This is to be our first festival since we opened back in August. While I don't really like this particular festival, primarily because of the high entry fee and the impersonal nature of it (e.g. volunteers that can't answer questions about the beer they are pouring), I thought it would be a good opportunity to get some exposure and to start learning how to cellar the beer on the road. For starters, this means that I had to get permission to enter the exhibit hall the night before the festival opens in order to set up my portable stillage. This permission was, fortunately, granted, and my friend Dave Adams and I gained access at around 6:00 PM last night. I had purchased four cheapo wooden fixed stillages (can that word be used in the plural?) from UK Brewing, and we laid our children to rest for the night on the flimsy little tables in a dead empty exhibit hall.
The next problem came about with realizing that clamping two beer engines to the aforementioned flimsy tables had a couple of near impractibilities: too low and too flimsy.

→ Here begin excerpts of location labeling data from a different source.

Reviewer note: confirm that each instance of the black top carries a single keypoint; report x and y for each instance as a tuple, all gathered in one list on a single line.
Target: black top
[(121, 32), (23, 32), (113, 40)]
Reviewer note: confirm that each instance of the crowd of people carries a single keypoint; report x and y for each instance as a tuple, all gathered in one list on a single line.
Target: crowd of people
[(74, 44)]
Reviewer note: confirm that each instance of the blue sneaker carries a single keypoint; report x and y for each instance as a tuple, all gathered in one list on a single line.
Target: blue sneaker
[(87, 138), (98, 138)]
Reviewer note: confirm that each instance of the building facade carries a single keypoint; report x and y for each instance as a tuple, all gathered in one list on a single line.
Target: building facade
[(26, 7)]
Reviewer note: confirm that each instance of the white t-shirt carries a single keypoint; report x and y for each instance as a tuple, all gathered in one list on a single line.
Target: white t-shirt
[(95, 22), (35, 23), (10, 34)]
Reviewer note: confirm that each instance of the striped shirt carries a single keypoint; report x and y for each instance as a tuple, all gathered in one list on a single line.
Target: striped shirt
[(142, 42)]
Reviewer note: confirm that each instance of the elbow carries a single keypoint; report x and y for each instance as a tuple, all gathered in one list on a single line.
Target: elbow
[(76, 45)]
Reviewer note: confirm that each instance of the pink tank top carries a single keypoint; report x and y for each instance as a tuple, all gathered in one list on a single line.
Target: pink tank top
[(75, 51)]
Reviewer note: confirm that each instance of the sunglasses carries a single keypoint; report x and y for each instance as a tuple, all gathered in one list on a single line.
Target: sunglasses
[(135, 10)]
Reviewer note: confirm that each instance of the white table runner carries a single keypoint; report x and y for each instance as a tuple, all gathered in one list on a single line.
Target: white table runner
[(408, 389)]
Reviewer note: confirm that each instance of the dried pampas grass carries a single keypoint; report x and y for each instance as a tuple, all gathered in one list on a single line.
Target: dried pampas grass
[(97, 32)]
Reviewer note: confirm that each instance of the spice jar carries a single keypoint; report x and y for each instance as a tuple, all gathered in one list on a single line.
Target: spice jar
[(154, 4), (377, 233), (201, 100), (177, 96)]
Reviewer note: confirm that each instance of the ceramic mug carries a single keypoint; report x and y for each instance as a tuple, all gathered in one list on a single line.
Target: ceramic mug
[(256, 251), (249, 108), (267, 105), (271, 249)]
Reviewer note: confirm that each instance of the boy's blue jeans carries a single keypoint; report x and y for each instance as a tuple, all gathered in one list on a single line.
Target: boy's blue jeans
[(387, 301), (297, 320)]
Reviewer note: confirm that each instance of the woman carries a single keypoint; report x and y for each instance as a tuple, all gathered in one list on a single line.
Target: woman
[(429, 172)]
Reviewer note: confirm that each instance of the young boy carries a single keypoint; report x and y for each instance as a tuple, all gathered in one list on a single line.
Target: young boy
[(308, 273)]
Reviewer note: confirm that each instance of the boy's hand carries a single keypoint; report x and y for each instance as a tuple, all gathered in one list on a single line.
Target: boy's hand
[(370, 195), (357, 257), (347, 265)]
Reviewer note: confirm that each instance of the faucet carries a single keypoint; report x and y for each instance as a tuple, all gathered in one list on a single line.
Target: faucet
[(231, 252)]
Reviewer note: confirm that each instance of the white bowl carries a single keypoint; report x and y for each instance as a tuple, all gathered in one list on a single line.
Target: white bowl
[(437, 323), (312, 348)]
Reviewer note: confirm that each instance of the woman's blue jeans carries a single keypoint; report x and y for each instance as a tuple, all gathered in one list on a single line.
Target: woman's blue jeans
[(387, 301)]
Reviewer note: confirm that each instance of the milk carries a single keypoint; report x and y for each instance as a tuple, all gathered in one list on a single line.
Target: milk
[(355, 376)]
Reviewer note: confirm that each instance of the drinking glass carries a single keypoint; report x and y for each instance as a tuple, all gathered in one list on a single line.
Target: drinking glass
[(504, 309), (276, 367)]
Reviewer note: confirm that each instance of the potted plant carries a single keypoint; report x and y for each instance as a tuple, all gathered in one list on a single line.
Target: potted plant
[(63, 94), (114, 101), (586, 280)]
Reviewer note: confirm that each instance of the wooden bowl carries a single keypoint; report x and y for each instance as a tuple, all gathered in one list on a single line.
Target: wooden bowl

Dave said he would tinker about his shop, as he works for a sheet metal company, and see if something can be fabricated or modified. As it is now opening day, Dave says that I should have something available this afternoon that can clamp to the table and elevate the hand pulls.
The exhibit hall was left without heating overnight, which was to our benefit. When I went in this morning to check the internal temperature, I got a reading of 12° C. I have attended and/or worked at three real ale festivals in the UK, and have a little bit of an idea as to how to regulate the temperature. I hastily crafted a set of ice saddles out of ziplock baggies and clothespins that should work just fine.
More pictures to come later today, as things get further set up and the festival opens. Unfortunately for me, I have to be onstage for the local theater group tonight and tomorrow, so I will be driving the hour back up to Oakridge, going onstage, dying, and then rushing back to Eugene.